Волчий вой снова отозвался глухим далеким отзвуком сказанного Лией.
— Так что же, бежать отсюда?
— Зачем же, Тонни, бежать? Вернуться!
— Куда?
— В цивилизацию. В свою стихию.
— Лия, мы русские!
— Демидовы тоже не иностранцы, но предпочитают жить не в Тагиле, а в благодатных местах...
Платон перебил:
— Это не Демидовы, а демидыши!
— Кем бы они ни были, Тонни, им ничто не мешает владеть и повелевать из своих далеких резиденций заводами.
— Им только кажется, что они владеют и повелевают. Царю тоже кажется, что он царь, а не коронованный какаду. Заводам, как и государствам, нужны не повелители, а дирижеры, любящие свою музыку и влюбляющие в нее свой оркестр, умеющие слышать его в созвучии всех играющих и каждого порознь, будь им подпискивающий пикколист или подзвякивающий на одной ноте неизвестно кто. Допустим, молотобоец. Он тоже музыкант. Первые скрипки украшают оркестр и делают музыку, а барабан может испортить ее.
— Твой Скуратов отличный дирижер. Он вдумчив, честен и одарен. В этом смысле он музыкален не менее тебя, Тонни.

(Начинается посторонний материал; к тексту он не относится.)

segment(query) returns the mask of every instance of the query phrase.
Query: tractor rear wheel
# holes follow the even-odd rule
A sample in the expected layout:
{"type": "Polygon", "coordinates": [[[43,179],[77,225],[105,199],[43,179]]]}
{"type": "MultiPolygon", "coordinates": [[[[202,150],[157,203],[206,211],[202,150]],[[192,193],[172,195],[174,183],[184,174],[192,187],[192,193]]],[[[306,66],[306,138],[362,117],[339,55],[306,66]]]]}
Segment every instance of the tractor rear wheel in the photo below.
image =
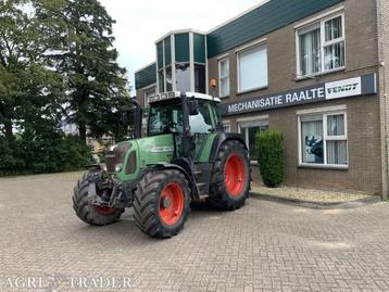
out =
{"type": "Polygon", "coordinates": [[[216,210],[240,208],[248,198],[250,180],[248,151],[239,141],[226,141],[213,166],[208,202],[216,210]]]}
{"type": "Polygon", "coordinates": [[[134,218],[145,233],[154,238],[176,236],[189,212],[190,191],[180,172],[150,172],[139,181],[135,192],[134,218]]]}
{"type": "Polygon", "coordinates": [[[90,205],[88,202],[88,187],[89,181],[87,175],[84,175],[83,178],[77,181],[76,187],[74,187],[72,199],[73,208],[77,217],[95,226],[104,226],[117,221],[124,210],[90,205]]]}

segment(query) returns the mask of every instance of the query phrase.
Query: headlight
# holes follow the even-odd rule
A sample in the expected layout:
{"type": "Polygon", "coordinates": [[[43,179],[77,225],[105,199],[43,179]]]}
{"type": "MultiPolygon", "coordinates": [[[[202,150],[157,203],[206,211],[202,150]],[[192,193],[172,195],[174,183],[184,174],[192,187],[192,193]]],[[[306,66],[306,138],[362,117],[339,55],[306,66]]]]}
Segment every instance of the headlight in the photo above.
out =
{"type": "Polygon", "coordinates": [[[116,173],[120,173],[120,172],[122,170],[122,168],[123,168],[123,164],[122,164],[122,163],[118,163],[118,164],[115,165],[115,172],[116,172],[116,173]]]}

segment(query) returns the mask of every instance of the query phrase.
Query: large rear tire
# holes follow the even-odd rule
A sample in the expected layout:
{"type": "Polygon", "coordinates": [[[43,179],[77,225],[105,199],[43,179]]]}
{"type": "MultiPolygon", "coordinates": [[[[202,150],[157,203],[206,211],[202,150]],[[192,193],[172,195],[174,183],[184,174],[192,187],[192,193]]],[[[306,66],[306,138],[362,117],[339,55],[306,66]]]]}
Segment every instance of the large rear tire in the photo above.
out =
{"type": "Polygon", "coordinates": [[[87,175],[84,175],[74,187],[73,208],[78,218],[83,221],[104,226],[117,221],[121,218],[123,208],[100,207],[90,205],[88,202],[89,181],[87,175]]]}
{"type": "Polygon", "coordinates": [[[250,191],[250,162],[248,151],[236,140],[219,148],[213,166],[208,202],[216,210],[233,211],[244,205],[250,191]]]}
{"type": "Polygon", "coordinates": [[[154,238],[176,236],[189,212],[190,191],[180,172],[150,172],[139,181],[135,192],[134,218],[142,232],[154,238]]]}

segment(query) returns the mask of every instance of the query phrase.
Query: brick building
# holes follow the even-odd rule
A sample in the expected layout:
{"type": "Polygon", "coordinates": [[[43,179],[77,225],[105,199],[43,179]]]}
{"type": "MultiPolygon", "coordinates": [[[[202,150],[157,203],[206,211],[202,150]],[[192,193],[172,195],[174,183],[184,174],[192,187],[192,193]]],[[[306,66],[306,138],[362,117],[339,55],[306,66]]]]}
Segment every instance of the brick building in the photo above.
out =
{"type": "Polygon", "coordinates": [[[253,164],[255,132],[283,131],[286,185],[387,198],[388,34],[386,0],[262,1],[208,33],[156,40],[156,62],[136,72],[137,98],[216,94],[253,164]]]}

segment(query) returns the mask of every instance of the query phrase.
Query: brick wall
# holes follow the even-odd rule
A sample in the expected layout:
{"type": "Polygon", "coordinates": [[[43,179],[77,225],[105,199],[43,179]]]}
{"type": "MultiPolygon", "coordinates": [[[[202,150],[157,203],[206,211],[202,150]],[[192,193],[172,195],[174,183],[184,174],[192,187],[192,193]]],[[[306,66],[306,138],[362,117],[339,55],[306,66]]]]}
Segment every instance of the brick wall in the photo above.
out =
{"type": "MultiPolygon", "coordinates": [[[[386,1],[389,2],[389,1],[386,1]]],[[[234,102],[251,97],[281,92],[292,88],[339,80],[378,72],[377,17],[374,1],[346,0],[346,54],[347,69],[323,75],[318,78],[297,81],[296,24],[273,31],[266,38],[268,56],[268,88],[244,94],[237,93],[236,50],[228,52],[230,65],[230,97],[224,102],[234,102]]],[[[332,7],[327,11],[331,11],[332,7]]],[[[317,15],[325,13],[323,11],[317,15]]],[[[315,15],[312,15],[312,17],[315,15]]],[[[388,47],[387,47],[388,48],[388,47]]],[[[209,60],[210,78],[217,79],[217,56],[209,60]]],[[[290,186],[324,189],[351,189],[369,193],[382,192],[381,134],[379,96],[357,97],[331,102],[308,104],[281,110],[265,111],[228,117],[231,129],[237,130],[236,118],[268,115],[271,128],[277,128],[286,140],[286,183],[290,186]],[[321,106],[347,105],[349,169],[316,169],[298,167],[298,117],[296,112],[321,106]]],[[[254,176],[259,179],[259,176],[254,176]]]]}
{"type": "Polygon", "coordinates": [[[381,174],[382,174],[382,193],[384,199],[389,199],[388,182],[388,123],[389,123],[389,2],[387,0],[376,0],[378,58],[379,67],[379,98],[380,98],[380,132],[381,132],[381,174]]]}

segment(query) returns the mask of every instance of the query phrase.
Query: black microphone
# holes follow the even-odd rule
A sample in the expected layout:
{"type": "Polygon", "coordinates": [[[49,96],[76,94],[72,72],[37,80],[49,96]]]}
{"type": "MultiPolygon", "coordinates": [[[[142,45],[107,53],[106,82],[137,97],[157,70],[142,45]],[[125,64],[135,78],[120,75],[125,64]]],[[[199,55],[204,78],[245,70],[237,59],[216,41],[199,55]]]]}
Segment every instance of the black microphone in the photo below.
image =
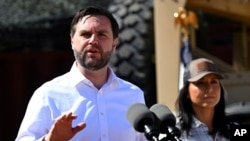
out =
{"type": "Polygon", "coordinates": [[[134,129],[145,134],[150,141],[158,141],[159,131],[156,129],[155,115],[145,104],[136,103],[129,107],[127,119],[134,129]]]}
{"type": "Polygon", "coordinates": [[[176,118],[169,108],[163,104],[155,104],[150,108],[150,111],[158,118],[160,133],[167,134],[168,140],[180,141],[181,131],[175,127],[176,118]]]}

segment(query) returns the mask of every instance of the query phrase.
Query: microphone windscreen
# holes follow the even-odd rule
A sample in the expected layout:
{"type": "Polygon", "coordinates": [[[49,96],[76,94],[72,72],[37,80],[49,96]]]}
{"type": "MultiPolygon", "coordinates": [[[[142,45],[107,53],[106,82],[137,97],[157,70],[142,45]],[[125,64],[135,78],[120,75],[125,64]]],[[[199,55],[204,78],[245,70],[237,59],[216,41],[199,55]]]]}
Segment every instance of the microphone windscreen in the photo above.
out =
{"type": "Polygon", "coordinates": [[[142,103],[133,104],[128,108],[127,119],[139,132],[144,132],[145,125],[154,124],[154,114],[142,103]]]}
{"type": "Polygon", "coordinates": [[[165,128],[165,126],[175,126],[176,119],[169,108],[163,104],[155,104],[150,107],[150,111],[152,111],[160,121],[160,130],[165,128]]]}

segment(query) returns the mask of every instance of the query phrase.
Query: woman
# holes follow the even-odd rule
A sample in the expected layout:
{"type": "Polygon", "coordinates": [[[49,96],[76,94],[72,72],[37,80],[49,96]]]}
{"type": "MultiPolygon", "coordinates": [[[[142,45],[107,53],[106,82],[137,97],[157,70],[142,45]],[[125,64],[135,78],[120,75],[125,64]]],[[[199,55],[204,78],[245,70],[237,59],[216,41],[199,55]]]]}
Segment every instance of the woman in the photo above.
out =
{"type": "Polygon", "coordinates": [[[176,101],[181,140],[227,141],[231,121],[225,115],[225,90],[214,62],[191,61],[184,72],[184,85],[176,101]]]}

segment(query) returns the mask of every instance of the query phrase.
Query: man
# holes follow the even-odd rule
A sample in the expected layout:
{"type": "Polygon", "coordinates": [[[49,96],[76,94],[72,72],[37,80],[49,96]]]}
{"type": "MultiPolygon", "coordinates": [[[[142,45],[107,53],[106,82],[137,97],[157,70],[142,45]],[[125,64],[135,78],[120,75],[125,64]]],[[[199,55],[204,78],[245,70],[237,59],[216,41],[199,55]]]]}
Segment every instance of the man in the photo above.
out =
{"type": "Polygon", "coordinates": [[[108,66],[118,31],[105,9],[87,7],[74,16],[76,60],[70,72],[34,92],[16,141],[146,141],[126,119],[129,106],[145,103],[143,91],[108,66]]]}

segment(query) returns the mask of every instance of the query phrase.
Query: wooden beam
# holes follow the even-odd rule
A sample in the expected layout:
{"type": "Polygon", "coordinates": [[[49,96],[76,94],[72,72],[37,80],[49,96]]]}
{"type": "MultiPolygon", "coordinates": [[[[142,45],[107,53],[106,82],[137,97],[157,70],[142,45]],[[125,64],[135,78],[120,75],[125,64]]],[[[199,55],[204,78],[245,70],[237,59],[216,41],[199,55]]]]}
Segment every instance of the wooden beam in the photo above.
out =
{"type": "Polygon", "coordinates": [[[157,103],[175,110],[179,92],[180,28],[175,27],[174,13],[186,0],[155,0],[155,59],[157,103]]]}
{"type": "Polygon", "coordinates": [[[250,25],[250,0],[187,0],[186,8],[250,25]]]}

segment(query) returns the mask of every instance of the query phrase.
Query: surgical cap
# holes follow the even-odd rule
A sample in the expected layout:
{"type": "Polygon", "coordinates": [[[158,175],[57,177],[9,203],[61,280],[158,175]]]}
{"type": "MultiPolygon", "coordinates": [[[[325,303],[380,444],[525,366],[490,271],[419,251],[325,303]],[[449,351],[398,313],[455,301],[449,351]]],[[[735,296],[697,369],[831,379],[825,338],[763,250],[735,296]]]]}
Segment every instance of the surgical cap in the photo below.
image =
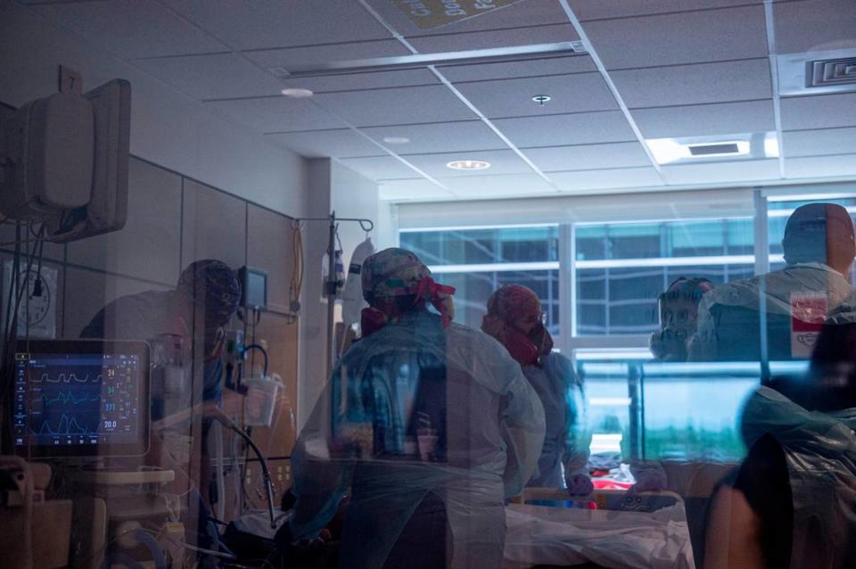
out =
{"type": "Polygon", "coordinates": [[[187,266],[178,277],[178,290],[197,304],[204,302],[206,312],[227,318],[241,301],[241,284],[228,265],[216,259],[203,259],[187,266]]]}
{"type": "Polygon", "coordinates": [[[371,303],[378,298],[416,294],[419,283],[431,276],[431,270],[416,253],[391,247],[366,259],[361,275],[363,298],[371,303]]]}
{"type": "Polygon", "coordinates": [[[488,314],[505,322],[513,323],[540,313],[541,301],[538,295],[522,284],[500,286],[488,299],[488,314]]]}
{"type": "Polygon", "coordinates": [[[808,203],[797,208],[785,226],[785,260],[791,264],[827,262],[827,221],[839,213],[849,218],[847,210],[835,203],[808,203]]]}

— Может быть, и более, чем я... Но Родик не пишет партитур.
ГЛАВА ПЯТАЯ
Цецилию не убеждали, да и не могли убедить доводы Платона. Она не понимала, да и не могла понять мужа. Ее природе было чуждо все заводское, шумное, дымное, отравляющее, калечащее. И странным, надуманным и чем-то оскорбительным показалось ей сравнение несравнимого. Как мог Тонни, тонко чувствующий музыку, обожающий Чайковского, употреблять высокие слова применительно к чаду кузниц, к грохоту молотов и заводской обыденщине?.. Но до способов ли выражений мыслей ей теперь. Партитура так партитура. Пусть! Подумав так, она сказала:
— Партитуру, Тонни, можно писать и в Неаполе, и во Флоренции, а музицировать по ней в Шалой-Шальве.
— Черта с два! — вскочил Платон и бросил прикаминную скамеечку в огонь. — Музыканты этого рода превращались в жалких шарманщиков и тому подобных гранилиных...
Цецилия, видя, что разговор перешел с «пиано» на «фортиссимо», не захотела далее продолжать его в том же ключе, обрадовано воскликнула:
— Как мило с твоей стороны, Тонни, твоя маленькая скамеечка дала такой большой свет! В полумраке все видится темнее. Завтра наступит последний день этого страшного года. А потом будет видно, кому и в кого стрелять...
— Ты, да и азы все будете стрелять только в меня. А я непробиваем, Лия. Непробиваем! На мне панцирь моих идей, и за мной люди, верящие мне и убедившиеся в силе моего равновесия взаимностей...
— И прелестно...
Она приникла к нему, а затем кивнула маленькой головкой на дверь спальни:
— Уложи меня. Я боюсь волков...
Платон исполнил прихоть своей неуступчивой противоположности. При всех различиях с ним она для него была опорой и в размолвках. Споря с женой, Платон проверял задумываемое. И всегда либо начисто разубеждался в нем, либо вдохновлялся им.
...Скамейка ярко и быстро сгорела в мраморном камине, а дом Гранилина догорел только к утру. Мастеровые и сезонно работавшие кустари «замочно-скобяного механического заведения» забросали снегом головни, чтобы не дать сгореть дотла окорокам и полопаться бутылям в при домовом погребе, решили артельно воспользоваться питьем и едой.